Wilhelm-Baumgartner-Denkmal

Das Wilhelm-Baumgartner-Denkmal ist ein neobarockes Personendenkmal am Platzspitz in Zürich. Es ist dem Schweizer Komponisten Wilhelm Baumgartner (1820–1867) gewidmet, dem Schöpfer des Lieds An mein Vaterland, das lange Zeit als inoffizielle Nationalhymne der Schweiz galt. Es wurde 1890 von Jakob August Heer konzipiert und 1891 erbaut und eingeweiht.
Geschichte
Projektierung
Wilhelm Baumgartner stammte aus dem heutigen Kanton St. Gallen, kam 1839 als 18-Jähriger erstmals nach Zürich und war ab 1845 eine feste Grösse im Musikleben der Stadt. Seine Lieder genossen schon zu seinen Lebzeiten beispiellose Popularität in der Schweiz. Seine Vertonung von Gottfried Kellers patriotischem Gedicht An mein Vaterland galt bis zur Einführung des Schweizerpsalms als offizieller Nationalhymne 1961 als eine der inoffiziellen Nationalhymnen der Schweiz und gehörte zum festen Repertoire bei Staatsakten. Nach seinem frühen Tod 1867 mit erst 46 Jahren wurde Baumgartner zunächst auf dem Friedhof von Aussersihl bestattet. Als sich im Jahre 1889 abzeichnete, dass dieser in Bälde aufgehoben und die Gebeine auf den 1877 eröffneten Friedhof Sihlfeld (damals «städtischer Zentralfriedhof») verlegt werden sollten, formierte der Männerchor Zürich, den Baumgartner jahrelang geleitet hatte, ein Initiativkomitee zur Errichtung eines Denkmals für ihn. Auf Wunsch der Angehörigen sollte auch das neue Grab nur von einem schlichten Gedenkkreuz geschmückt werden, anlässlich der Überführung der sterblichen Überreste Baumgartners wollte man somit an einem anderen Ort ein öffentliches Denkmal enthüllen.

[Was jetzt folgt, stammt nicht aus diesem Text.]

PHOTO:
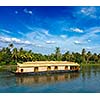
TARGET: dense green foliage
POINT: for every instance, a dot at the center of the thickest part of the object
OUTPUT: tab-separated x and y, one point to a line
11	55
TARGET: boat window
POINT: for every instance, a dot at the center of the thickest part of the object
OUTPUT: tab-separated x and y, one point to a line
49	68
56	68
66	67
35	69
21	70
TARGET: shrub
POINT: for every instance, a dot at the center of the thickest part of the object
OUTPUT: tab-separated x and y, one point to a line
3	63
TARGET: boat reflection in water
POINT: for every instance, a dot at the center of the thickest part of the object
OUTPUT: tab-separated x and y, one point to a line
29	80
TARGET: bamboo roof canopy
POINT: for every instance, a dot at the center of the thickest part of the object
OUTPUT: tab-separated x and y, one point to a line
47	63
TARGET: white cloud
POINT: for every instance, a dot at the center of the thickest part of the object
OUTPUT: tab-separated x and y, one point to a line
4	30
63	36
15	40
50	42
76	30
89	11
16	12
27	11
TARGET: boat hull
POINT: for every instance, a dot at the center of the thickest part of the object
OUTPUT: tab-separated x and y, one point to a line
45	72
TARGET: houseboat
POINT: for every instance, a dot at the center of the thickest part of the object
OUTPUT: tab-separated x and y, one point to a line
38	67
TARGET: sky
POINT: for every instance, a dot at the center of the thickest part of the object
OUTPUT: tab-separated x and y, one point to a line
43	28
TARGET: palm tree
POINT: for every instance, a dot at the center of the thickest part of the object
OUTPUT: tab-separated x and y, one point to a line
58	54
15	54
89	55
11	45
83	55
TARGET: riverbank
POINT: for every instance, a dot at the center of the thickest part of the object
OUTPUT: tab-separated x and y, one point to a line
84	65
8	67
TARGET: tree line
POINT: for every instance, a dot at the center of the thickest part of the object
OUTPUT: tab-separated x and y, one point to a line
11	55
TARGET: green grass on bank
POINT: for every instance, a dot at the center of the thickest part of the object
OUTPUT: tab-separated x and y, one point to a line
98	64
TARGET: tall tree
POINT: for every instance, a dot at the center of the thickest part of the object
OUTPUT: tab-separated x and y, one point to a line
83	55
57	54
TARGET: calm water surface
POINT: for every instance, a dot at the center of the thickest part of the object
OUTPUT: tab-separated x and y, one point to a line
86	81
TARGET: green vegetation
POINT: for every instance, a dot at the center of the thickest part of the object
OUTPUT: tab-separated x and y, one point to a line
11	55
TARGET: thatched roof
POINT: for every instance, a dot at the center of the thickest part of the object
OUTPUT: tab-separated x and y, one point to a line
47	63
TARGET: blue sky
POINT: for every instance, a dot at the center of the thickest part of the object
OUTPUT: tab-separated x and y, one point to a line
41	29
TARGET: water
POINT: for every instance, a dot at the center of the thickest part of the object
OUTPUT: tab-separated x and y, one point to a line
86	81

Im November 1889 wandte sich das Komitee an alle «schweizerischen Sänger, Verehrer und Freunde des verdienten Komponisten» mit der Bitte, bis Ostern 1890 Spenden für das Projekt einzusenden.[1] Noch selbigen Monats beschloss der Regierungsrat, 300 Franken dafür beizusteuern.[2] Ende Dezember waren insgesamt bereits 1'070 Franken eingegangen.[3]
Am 3. März 1890 schrieb das Komitee einen öffentlichen Wettbewerb für das Projekt aus. Die Kosten sollten 7'000 Franken nicht übersteigen, die Preissumme belief sich auf 400 Franken. Die illustre Jury bestand aus dem Zürcher Stadtbaumeister Arnold Geiser, dem damals in Hottingen wohnhaften Maler Arnold Böcklin und dem Architekten Martin Koch-Abegg. Einsendeschluss war der 1. Juni.[4] Aus den 23 eingegangenen Entwürfen ging am 9. Juni jener des erst 23-jährigen Baslers Jakob August Heer als Sieger hervor. Den zweiten Platz belegten ex aequo Wilhelm Everding und Gustav Mossdorf.[5] Im Juli gab das Initiativkomitee bekannt, dass inzwischen 9'823.20 Franken gesammelt werden konnten. 52 Prozent davon stammten von Vereinen und Gesellschaften, 29 Prozent aus privater Hand. Ein Benefizkonzert des Männerchors Zürich hatte 1'231.20 Franken (rund 13 Prozent der Gesamtsumme) eingebracht. Genauso wie der Regierungsrat beteiligte sich auch der Zürcher Stadtrat mit 300 Franken. Die Sammlung wurde am 31. August endgültig abgeschlossen.[6]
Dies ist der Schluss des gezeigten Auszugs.